El objetivo de esta tecnología es permitirles a los usuarios realizar múltiples transacciones con mayor seguridad a través de las plataformas electrónicas que estén habilitadas para ello. Por ahora solo la del banco.
Lo único que necesita es, una vez obtenido el plástico, instalar en su computadora los sistemas informáticos necesarios para activar la tecnología, e insertar la tarjeta en el lector de conexión USB.
“En la medida en que logremos que se culturice este tipo de tecnologías, la gente verá estas aplicaciones como una necesidad más que como un lujo”, explicó Geovanni Garro, subgerente del Banco.
El costo del plástico que incorpora la información en un “chip”, de los sistemas y del lector es de $35.

¿Qué le permitió al Popular ser el primer ente autorizado para ofertar la firma digital?
Hemos tomado como un reto ser el banco número uno en tecnología y no solo con proyectos de este tipo, pues estamos invirtiendo más de $40 millones para implementar un software de primer nivel mundial. Pretendemos que la tecnología nos lleve a ser más eficientes y a dar un mejor servicio.

¿Cómo será el proceso de masificación de la tecnología?
Tenemos más de 700 mil clientes activos, de los cuales 150 mil acceden a nuestra plataforma electrónica. Obviamente esto va a comenzar a calar entre los clientes que realizan transacciones más sofisticadas. Aunque iniciaremos ofreciendo la firma en la Gran Área Metropolitana, no estaremos limitados para el resto del país.

¿A cuáles servicios podrán acceder los clientes de la tarjeta en un plazo inmediato?
Actualmente por temas de fraudes electrónicos las transacciones electrónicas se encuentran limitadas, pero con la tarjeta de firma digital los usuarios tienen una cantidad indefinida de transacciones que pueden hacer. Los planes futuros se centran en que las solicitudes de crédito y de planes de pensiones no requieran presencia física, y en que la política “conozca a su cliente” sea algo electrónico. El horizonte de oportunidades es amplio, y su explotación dependerá de la creatividad y capacidad que tengamos los bancos.

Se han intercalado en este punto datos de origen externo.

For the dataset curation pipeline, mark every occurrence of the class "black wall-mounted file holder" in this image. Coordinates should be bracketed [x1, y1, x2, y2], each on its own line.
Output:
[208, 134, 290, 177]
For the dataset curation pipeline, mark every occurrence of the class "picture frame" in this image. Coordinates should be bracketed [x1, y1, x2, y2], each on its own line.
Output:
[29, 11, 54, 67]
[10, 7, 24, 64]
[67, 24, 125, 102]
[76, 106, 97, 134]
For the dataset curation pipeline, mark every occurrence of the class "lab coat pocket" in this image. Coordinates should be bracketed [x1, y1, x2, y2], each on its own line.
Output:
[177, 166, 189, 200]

¿Contemplan una estrategia de sustitución de agencias físicas ante la llegada de esta tecnología?
Mundialmente no se han podido sustituir las agencias aun tras el lanzamiento de estas aplicaciones, inclusive en países desarrollados. Esto se debe a que aún hay gente que ve como una distracción ir al banco, y esto depende de los grupos de edades. Lo que sí será necesario es prepararnos para los distintos segmentos poblacionales, pues actualmente los jóvenes son electrónicos y serán los trabajadores activos que nos darán los negocios.

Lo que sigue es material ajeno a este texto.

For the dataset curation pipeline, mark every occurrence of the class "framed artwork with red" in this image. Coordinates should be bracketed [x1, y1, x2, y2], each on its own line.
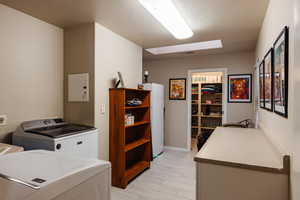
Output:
[228, 74, 252, 103]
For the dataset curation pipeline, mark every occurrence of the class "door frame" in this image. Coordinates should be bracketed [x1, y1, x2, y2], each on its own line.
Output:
[187, 68, 228, 151]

¿Desarrollarán alguna campaña educativa?
Sí pensamos impulsar esta tecnología, pero la responsabilidad de ello tiene que verse dentro de los lineamientos del Poder Ejecutivo; por ejemplo, que el proyecto Gobierno Digital sea de aplicación nacional y que las instituciones públicas provean a los usuarios de todos sus servicios a través de medios electrónicos, entre otras acciones.